Crohn’s and Colitis Canada announced that its pioneering work to bridge pan-Canadian inflammatory bowel disease (IBD) research with patient care is moving forward with the launch of a Strategy for Patient-Oriented Research (SPOR) proposal for the IMAGINE network.
“Crohn’s and Colitis Canada’s commitment to fundamental and clinical research in IBD over the years has built incredible scientific capacity and excellence,” Mina Mawani, Crohn’s and Colitis Canada’s president and CEO, said in a press release. “We are delighted that our support has positioned our IBD research community for success in securing greater government investment in gastrointestinal (GI) research, and that we will participate in this innovative network to ensure the research will lead to patient benefits and improved outcomes.”
Crohn’s and Colitis Canada is a founding partner of the new enterprise and has been a significant supporter and influencer of the new SPOR project. IMAGINE (Inflammation, Microbiome and Alimentation: Gastro-Intestinal and Neuropsychiatric Effects Network) will fill the gap between the lab and the doctor’s office by fostering evidence-based healthcare and bring it to the patient.

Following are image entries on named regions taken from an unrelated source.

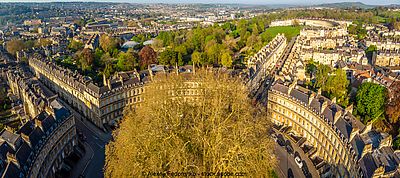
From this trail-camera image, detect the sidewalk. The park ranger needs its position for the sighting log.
[78,117,112,143]
[274,129,319,177]
[60,99,112,143]
[69,142,94,178]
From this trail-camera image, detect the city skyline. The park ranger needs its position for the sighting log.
[0,0,400,5]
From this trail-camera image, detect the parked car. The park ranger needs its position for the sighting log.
[294,157,303,169]
[277,134,285,146]
[301,160,312,178]
[271,134,278,142]
[288,168,294,178]
[285,140,294,155]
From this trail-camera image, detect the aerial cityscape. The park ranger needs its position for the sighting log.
[0,0,400,178]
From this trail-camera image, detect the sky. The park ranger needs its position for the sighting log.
[0,0,400,5]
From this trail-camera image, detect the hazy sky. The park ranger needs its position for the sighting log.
[0,0,400,5]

“Canada has among the highest reported prevalence of Crohn’s disease, ulcerative colitis, and irritable bowel syndrome in the world,” said Dr. Paul Moayyedi, IMAGINE’s lead researcher. “It is vital that we begin a process where we can integrate research from across the country into care. IMAGINE will bring together patient advocates, provincial health authorities, academic health centers, charities, and others who are dedicated to accomplishing this. Together we can imagine a day without the suffering of inflammatory bowel disease – and make it a reality.”
The announcement by Crohn’s and Colitis Canada is a hallmark for the nearly 250,000 Canadians who live with the diseases and their families.
“Crohn’s and Colitis Canada’s promise is to cure Crohn’s disease and ulcerative colitis, and improve the lives of people affected by these chronic diseases,” Mawani added. “We will fulfill this promise by continuing our investment in research, patient programs and services, advocacy, and awareness. Our support of IMAGINE is an important part of this arsenal.”
IMAGINE will now focus on the effects of dietary habits and microbiome on IBD, other GI conditions, and mental health. The study will be led by Moayyedi, of McMaster University, and Dr. Bertus Eksteen from the University of Calgary. The study will include 17 centers across Canada and 75 research and clinical collaborations. IMAGINE received $12.5 million from the Canadian Institutes of Health Research for the venture, as well as $19 million in partner contributions, over five years. Crohn’s and Colitis Canada contributed $3 million as a patient representative.